2016 Clos de la Roilette
Fleurie
Regular Price $24.99
Sale Price $19.99

This wine, the Clos de la Roilette, hails from Fleurie, and is made by the estimable Alain Coudert, who is as famous in Beaujolais as he is unknown in  the US. His wines are typically firm, structured, and lively with rich red berry flavors touched by black pepper and wild herbs. This vintage is no exception, the wine shows delicious forward fruit, a rich and complete mid-palate and a firm grip. Not particularly dense, the wine nonetheless is so well-balanced and rich that greater viscosity would do nothing but mar its overall beauty. Have this wine with tuna, chicken, pork, lamb or beef. Put a slight chill on it, and enjoy it on the deck with any cheese that you’d like. Drink it tonite or in a few years. Seldom will you find a wine that is so incredibly versatile and delicious. That’s why one drinks cru Beaujolais.

Of course, It should go without saying, that Cru Beaujolais is not the same as Nouveau Beaujolais. And because of that, it’s entirely possible to enjoy one and not the other. So, let’s review…

In Beaujolais, winemakers have traditionally celebrated each successful harvest by throwing a party and drinking the just weeks-old (Nouveau) bottling of the year’s wine (made entirely from gamay). This local tradition became a worldwide sensation, accounting for ½ of all the wine produced and sold in the region.

This success, of course, created an inevitable backlash, both for the fresh, light style of the wines, and the lack of understanding of the gamay grape and region. Beaujolais became a ‘dirty’ word, especially after the scandals of the early 2000’s.

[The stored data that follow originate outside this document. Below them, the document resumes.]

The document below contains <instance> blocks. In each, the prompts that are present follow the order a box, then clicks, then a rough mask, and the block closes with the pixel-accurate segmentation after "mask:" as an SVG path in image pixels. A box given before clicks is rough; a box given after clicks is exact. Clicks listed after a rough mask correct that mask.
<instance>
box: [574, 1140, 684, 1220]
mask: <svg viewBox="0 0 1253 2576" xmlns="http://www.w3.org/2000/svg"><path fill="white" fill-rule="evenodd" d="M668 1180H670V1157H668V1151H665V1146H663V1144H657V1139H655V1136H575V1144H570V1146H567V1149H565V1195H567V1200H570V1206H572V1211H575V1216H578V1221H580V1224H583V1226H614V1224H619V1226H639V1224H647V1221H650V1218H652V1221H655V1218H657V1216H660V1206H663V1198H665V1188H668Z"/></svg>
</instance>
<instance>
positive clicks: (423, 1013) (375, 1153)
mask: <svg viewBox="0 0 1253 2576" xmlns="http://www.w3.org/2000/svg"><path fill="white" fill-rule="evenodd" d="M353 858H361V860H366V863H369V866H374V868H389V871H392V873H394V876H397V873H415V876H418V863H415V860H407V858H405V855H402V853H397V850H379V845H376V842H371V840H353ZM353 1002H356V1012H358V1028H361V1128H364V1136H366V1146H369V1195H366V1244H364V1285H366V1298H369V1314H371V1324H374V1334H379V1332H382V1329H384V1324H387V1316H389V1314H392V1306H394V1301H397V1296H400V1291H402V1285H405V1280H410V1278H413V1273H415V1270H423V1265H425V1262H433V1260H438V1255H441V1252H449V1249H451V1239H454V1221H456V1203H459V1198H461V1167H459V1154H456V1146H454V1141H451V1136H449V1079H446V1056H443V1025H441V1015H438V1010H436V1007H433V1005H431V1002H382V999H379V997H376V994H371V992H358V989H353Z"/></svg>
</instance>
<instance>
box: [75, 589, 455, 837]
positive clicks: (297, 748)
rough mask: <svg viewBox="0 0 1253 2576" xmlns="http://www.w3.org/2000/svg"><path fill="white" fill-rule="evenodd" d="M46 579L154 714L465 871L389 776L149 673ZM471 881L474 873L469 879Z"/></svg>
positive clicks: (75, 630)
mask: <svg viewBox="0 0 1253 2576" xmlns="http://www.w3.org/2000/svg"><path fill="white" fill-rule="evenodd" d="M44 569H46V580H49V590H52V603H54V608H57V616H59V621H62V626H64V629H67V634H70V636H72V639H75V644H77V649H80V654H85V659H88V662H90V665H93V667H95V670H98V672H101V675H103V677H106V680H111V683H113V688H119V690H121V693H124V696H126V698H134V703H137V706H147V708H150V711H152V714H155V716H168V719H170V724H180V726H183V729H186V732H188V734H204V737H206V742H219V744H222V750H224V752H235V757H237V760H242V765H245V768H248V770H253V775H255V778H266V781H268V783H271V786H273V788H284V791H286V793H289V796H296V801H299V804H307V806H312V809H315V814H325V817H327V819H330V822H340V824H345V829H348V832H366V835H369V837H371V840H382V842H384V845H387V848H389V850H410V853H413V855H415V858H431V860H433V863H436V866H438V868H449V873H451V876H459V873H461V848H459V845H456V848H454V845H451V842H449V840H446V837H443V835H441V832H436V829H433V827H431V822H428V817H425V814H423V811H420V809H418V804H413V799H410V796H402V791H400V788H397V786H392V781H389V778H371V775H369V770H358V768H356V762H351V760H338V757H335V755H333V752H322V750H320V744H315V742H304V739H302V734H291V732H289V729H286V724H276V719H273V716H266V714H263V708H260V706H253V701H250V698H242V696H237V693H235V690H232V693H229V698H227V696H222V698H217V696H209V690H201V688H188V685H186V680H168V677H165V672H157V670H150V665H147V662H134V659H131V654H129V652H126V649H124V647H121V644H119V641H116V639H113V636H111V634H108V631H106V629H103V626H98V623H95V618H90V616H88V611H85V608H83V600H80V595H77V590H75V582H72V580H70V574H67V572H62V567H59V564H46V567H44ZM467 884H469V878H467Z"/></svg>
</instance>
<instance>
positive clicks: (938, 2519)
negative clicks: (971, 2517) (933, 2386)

Cru Beaujolais is no newcomer; most of the ‘crus’ where granted AOC status in the late 1930’s. The wines (as they should be) are distinctive in each geographic setting, depending upon elevation, exposure and soil composition. The wines range from light-ish (Régnié) to full and dense (Moulin-à-Vent or Morgon). These wines do not usually show the word “Beaujolais” on the label, in an attempt to separate themselves from Nouveau; in fact, vineyards in the cru villages are not allowed to produce Nouveau.